Flickershads saved my butt the last 2 trolling seasons. Check my stats in my signature,and flickershads took 95+% of those fish. Plus I tossed back 700+ eye dinks,150+ channelcat dinks,and lots of crappie dinks. They catch fish but don't discriminate between the big fish and the dinks, LOL!!

The hard part is color. Last year,6cm chrome clown tore em up.Then at times purple tiger,blue tiger,slick purple candy,circus star,and chahuahua. This year,the exclusive colors is about the only ones catching in the 5 cm size with the exception of pink lemonade. Cabelas exclusive Tenn Shad worked good early,then pink lemonade.Then the eyes switch to the mills fleet farm exclusive colors of party perch and black lime bully.Mills has some killer 3 pk sales from time to time:

http://www.fleetfarm.com/search/?q=...Many=12&sortOrder=&startIndex=1&currentPage=1


----------



## All Eyes

Another color that has worked well for me is Disco Perch. I'm not sure if they still make them or not. If I had to choose 5 or 6 Flicker Shads, it would be on that list. Others are chrome clown, purple tiger, and the natural colors like Tenn shad. As Saugmon suggested, the 3 packs from Fleet Farm are hard to beat for the price.


----------



## saugmon

Disco perch is a scheels exclusive color. I'm still waiting for them to get them in stock. They had 3 good looking perch color exclusives that I'd love to get a hold of.

http://www.scheels.com/shop/en/scheels-catalog/berkley-flicker-shad-lure-8950-ffsh5m-e3

You could say I have a flickershad addiction!!!


----------



## Shortdrift

Flicker Shad's can also be modified in color using Sharpie Pens.
I learned this from from Jim Stedke a couple years ago and have modified a number of crankbaits as well as Flukes which are also deadly on saugeyes when fished on light jigs. If I thought I could do the air brush work as others do, I would definitely invest in one.


----------



## All Eyes

saugmon said:


> Disco perch is a scheels exclusive color. I'm still waiting for them to get them in stock. They had 3 good looking perch color exclusives that I'd love to get a hold of.

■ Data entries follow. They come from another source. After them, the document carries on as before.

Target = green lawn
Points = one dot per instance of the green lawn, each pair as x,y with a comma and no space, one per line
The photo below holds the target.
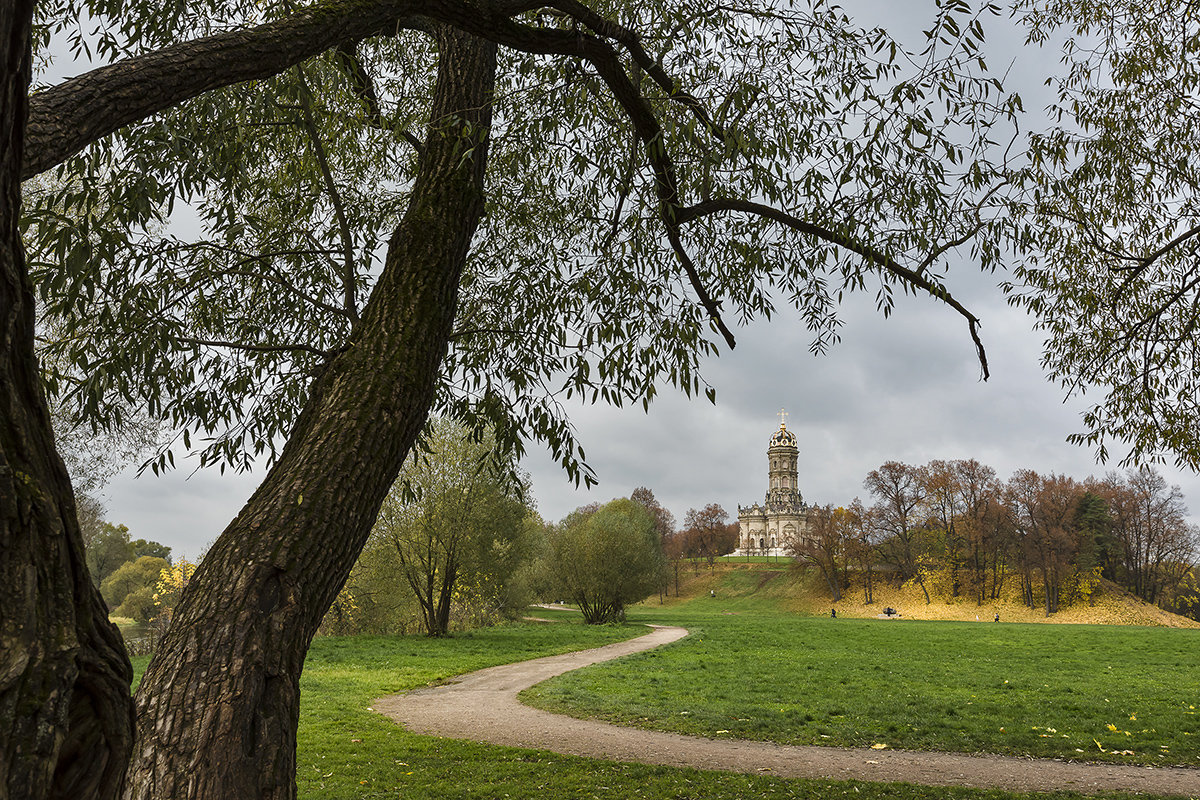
348,752
1125,695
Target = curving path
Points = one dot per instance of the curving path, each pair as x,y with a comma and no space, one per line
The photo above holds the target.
483,707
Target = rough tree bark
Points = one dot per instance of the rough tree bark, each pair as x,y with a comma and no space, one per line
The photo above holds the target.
65,708
217,709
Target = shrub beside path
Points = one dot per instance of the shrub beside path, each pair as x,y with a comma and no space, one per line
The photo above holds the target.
484,707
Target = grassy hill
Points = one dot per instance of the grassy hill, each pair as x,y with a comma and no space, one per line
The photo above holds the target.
805,593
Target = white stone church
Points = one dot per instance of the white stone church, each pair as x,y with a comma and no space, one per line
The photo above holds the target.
772,527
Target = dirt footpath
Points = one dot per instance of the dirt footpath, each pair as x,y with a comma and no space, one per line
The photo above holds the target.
484,707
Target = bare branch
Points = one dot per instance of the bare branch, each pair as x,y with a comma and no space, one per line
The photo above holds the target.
873,256
349,272
258,348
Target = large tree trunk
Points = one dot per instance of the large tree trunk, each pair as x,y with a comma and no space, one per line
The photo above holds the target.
217,708
65,708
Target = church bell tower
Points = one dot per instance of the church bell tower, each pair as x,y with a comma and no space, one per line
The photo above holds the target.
783,455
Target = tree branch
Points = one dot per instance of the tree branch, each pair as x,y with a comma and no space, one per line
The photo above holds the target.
67,118
363,88
873,256
258,348
349,272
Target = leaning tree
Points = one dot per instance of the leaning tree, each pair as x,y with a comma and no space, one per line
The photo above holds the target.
294,232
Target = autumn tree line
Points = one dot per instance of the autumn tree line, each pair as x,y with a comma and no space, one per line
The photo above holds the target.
954,529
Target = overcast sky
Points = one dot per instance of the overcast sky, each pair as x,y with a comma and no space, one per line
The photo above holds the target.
904,389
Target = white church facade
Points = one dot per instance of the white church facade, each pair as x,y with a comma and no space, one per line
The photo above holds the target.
773,527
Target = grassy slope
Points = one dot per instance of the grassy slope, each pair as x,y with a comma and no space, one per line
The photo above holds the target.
753,672
809,594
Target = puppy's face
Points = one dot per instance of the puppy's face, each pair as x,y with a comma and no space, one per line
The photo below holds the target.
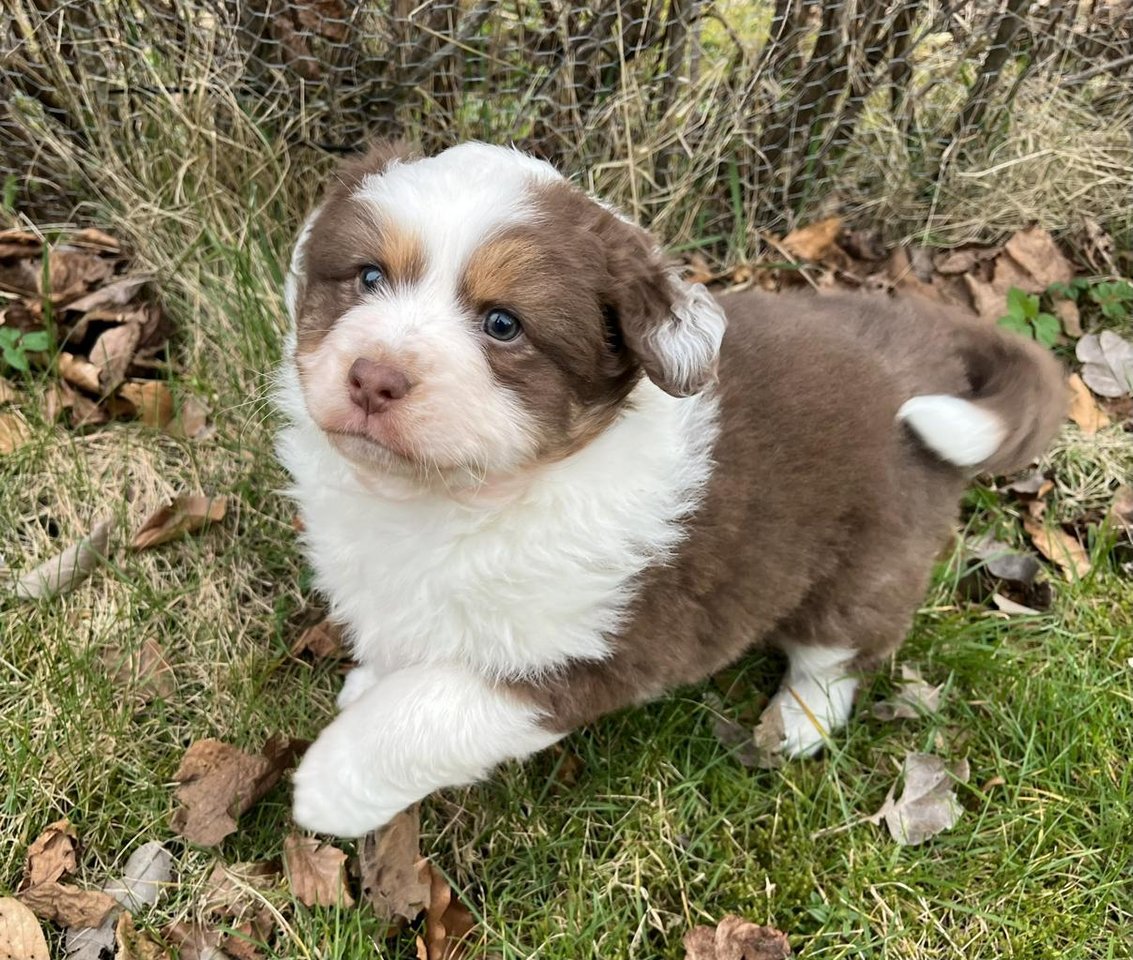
471,314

Forgot where I got them, thanks! The perch 3 packs they have are great. I ordered a few of them last year when they came out. "Hollywood" is another color I like for muddy water.


----------



## fishinfool36

Just want to say thanks to everyone for the advice. I'm looking at the different colors that's been talked about and deciding on several to buy.


----------



## blackbeatty

Read this post and went and bought 3 Flicker Shads. Hadn't caught anything all day and tied one on then Bam, i'm now a believer!


----------



## All Eyes

Nice job. I usually pick up a few channel cats while trolling Flicker Shads for eyes. Especially this time of year.


----------



## Dovans

One problem I have with Flicker shads, are they go out of tune pretty easy.


----------



## All Eyes

Dovans, do you use a duo lock snap or tie them straight to the split ring? I've had to tune them before but not that often. They can get out of whack if they get hung up, but generally I find them to run pretty true.


----------



## Dovans

All Eyes said:


> Dovans, do you use a duo lock snap or tie them straight to the split ring? I've had to tune them before but not that often. They can get out of whack if they get hung up, but generally I find them to run pretty true.


straight to the ring. I've thought about using a duo lock snap though.


----------



## saugmon

This years batches get knocked out of tune quickly. Out of my last 3 pk of black lime bully,2 of them badly out of tune out of the package.Seems like after getting the final adjustment,then they don't catch many until I slap on a new one.

Just in today!!! My Precious party perch,disco perch,and some crusherss!!!!!!! Sheels ships twice as fast than mills!!! Disco perch is in stock at Sheels!! Party perch in stock at Mills!!!


----------



## Cajunsaugeye

I split my time at piedmont this weekend pulling 7cm flickershads and harnesses.All the flickers caught were dinks(10" and less).caught none under 13" on harnesses.Had em banging bottom up to 17ft deep.They get down there.I just don't understand why nothing over 10" would hit them.Weird.


----------



## saugmon

17' depth cajun? I can't even fathom deeper than 7' LOL!! Trolling 6'-6.5' water makes me a happy camper with the 5 cms!!!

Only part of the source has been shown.